Las cosas irían cambiando paulatinamente, eso era inevitable, pero lo mismo sucedía con otras familias. ¿No es, la vida, un constante cambio?
Qué me importa que la vida sea corta, si cualquier vida lo es. Había que ver qué hacíamos con esa vida. El tema estaba ahí.
No fue fácil, por supuesto que no, aceptar esa realidad, pero el tiempo y la oración hicieron su trabajo. Superado el impacto inicial, la vida diferente , la que no estaba en mis planes, comenzó a apropiarse de todo, hasta disipar aquella otra vida, la que imaginaba.
Así, lentamente, dejé ir esa vida proyectada, y acepté lo que estaba pasando, no sin resistencia, pero con paciencia y fe. El dolor es un misterio que duele, y cómo. El dolor demanda, al cuerpo y al alma, su propio espacio; esquivarlo, o hacer como que no existe, es peor, pero vivir encerrado en la pena tampoco es vida.
El dolor pasa, aunque sugiera un abismo sin retorno. Es fácil decirlo ahora, Gordo, pero es importante saberlo, poder expresarlo: la tempestad no es eterna. Una tiende a creer que nunca será feliz, que aquel dolor nunca se irá, pero pasará.
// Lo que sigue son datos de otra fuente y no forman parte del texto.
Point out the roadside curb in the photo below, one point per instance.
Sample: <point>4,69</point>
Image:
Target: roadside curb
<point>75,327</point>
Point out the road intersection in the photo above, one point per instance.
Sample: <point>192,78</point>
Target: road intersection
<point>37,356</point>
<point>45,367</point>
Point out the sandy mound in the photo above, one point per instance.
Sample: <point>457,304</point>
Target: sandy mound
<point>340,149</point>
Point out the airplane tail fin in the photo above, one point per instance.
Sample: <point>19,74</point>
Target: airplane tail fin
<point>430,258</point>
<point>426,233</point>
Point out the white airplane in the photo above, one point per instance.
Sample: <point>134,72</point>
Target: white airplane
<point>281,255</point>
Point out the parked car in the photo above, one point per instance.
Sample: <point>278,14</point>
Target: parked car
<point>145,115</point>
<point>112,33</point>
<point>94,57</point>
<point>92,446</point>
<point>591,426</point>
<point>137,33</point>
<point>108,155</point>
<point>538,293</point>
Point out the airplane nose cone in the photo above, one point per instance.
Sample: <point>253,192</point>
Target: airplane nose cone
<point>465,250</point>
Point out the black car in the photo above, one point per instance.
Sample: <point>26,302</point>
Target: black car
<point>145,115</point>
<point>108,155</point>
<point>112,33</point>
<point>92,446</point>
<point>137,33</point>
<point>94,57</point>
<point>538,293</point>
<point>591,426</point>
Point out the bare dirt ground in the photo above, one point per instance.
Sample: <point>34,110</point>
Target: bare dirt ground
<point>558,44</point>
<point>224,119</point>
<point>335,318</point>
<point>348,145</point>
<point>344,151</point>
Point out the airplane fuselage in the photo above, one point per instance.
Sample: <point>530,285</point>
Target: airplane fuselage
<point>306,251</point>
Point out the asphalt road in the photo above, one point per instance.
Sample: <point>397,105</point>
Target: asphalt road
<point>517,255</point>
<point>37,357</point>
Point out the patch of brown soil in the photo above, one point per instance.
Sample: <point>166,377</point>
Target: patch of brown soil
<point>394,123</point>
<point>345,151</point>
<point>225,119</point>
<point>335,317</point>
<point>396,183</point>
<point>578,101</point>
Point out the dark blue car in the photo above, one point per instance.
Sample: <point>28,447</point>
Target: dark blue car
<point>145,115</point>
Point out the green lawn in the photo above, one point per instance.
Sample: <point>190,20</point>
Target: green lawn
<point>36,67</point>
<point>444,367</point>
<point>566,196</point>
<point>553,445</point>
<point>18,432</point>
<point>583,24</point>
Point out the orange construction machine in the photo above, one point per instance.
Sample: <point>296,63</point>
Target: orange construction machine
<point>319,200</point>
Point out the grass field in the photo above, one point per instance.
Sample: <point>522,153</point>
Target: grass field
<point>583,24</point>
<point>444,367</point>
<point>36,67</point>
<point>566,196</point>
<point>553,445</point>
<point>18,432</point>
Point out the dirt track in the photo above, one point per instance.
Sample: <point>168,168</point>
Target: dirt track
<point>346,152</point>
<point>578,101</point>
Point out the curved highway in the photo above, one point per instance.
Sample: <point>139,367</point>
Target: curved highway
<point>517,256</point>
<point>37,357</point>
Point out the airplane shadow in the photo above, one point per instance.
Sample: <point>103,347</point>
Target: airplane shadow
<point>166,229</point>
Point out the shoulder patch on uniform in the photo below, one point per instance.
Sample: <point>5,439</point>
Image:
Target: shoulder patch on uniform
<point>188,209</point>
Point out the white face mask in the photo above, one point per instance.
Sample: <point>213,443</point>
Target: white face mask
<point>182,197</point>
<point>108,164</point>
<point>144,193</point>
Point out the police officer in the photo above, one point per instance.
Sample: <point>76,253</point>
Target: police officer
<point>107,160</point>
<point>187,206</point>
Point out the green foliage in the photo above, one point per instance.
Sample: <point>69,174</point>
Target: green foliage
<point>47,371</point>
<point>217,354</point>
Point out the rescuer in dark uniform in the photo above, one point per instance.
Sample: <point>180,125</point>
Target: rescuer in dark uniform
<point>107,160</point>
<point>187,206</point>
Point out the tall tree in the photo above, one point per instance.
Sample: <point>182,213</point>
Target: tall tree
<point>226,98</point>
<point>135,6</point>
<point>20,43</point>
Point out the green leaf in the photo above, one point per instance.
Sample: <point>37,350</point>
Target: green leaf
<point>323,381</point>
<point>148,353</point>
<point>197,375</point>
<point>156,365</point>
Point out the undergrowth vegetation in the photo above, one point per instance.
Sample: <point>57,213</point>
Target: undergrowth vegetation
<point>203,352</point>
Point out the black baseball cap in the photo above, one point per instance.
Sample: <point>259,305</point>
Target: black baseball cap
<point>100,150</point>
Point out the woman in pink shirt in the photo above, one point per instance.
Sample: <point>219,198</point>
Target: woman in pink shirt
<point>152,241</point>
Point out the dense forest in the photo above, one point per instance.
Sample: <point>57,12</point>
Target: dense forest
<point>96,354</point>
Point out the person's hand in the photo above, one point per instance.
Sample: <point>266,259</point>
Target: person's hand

Vos tenías una frase anotada en tu cuaderno, una frase de Shakespeare, ¿cómo decía? “No hay noche que no haya terminado en amanecer.”
Dios tiene caminos que, a veces, no coinciden con los nuestros, pero ¿cómo no iba a creer en Dios? ¡Me había hecho madre! ¡Nos había hecho padres! Fijate si no la felicidad que sentíamos por la llegada de Fran. Yo me acuerdo bien. Estábamos, los dos, rodeados de amor, envueltos de amor por nuestros hijos.
Los planes de Dios son un misterio, Mechi. Un misterio que sabemos que al final será revelado. ¿Qué dice San Pablo en sus Cartas Paulinas, en su carta a los Corintios? “Ni ojo vio, ni oído oyó, ni pasó por el corazón del hombre, las cosas que preparó Dios para los que lo aman.”
¿Te acordás de cuando llegabas a casa, sobre el final del día? Lo único que querías era estar con ellos, Gordo, levantarlos en el aire, hablarles, hacerles muecas. Te reías con tus hijos, y no sabés lo que contagiaba tu risa en mi alma y en la casa. Te confieso que, alguna vez, llegué a pensar que habías perdido la cabeza. ¿Este tipo se olvidó de la enfermedad de su hijo? Enfermo de padre, pensarías. Enloquecido con ser el padre de Janito y de Fran.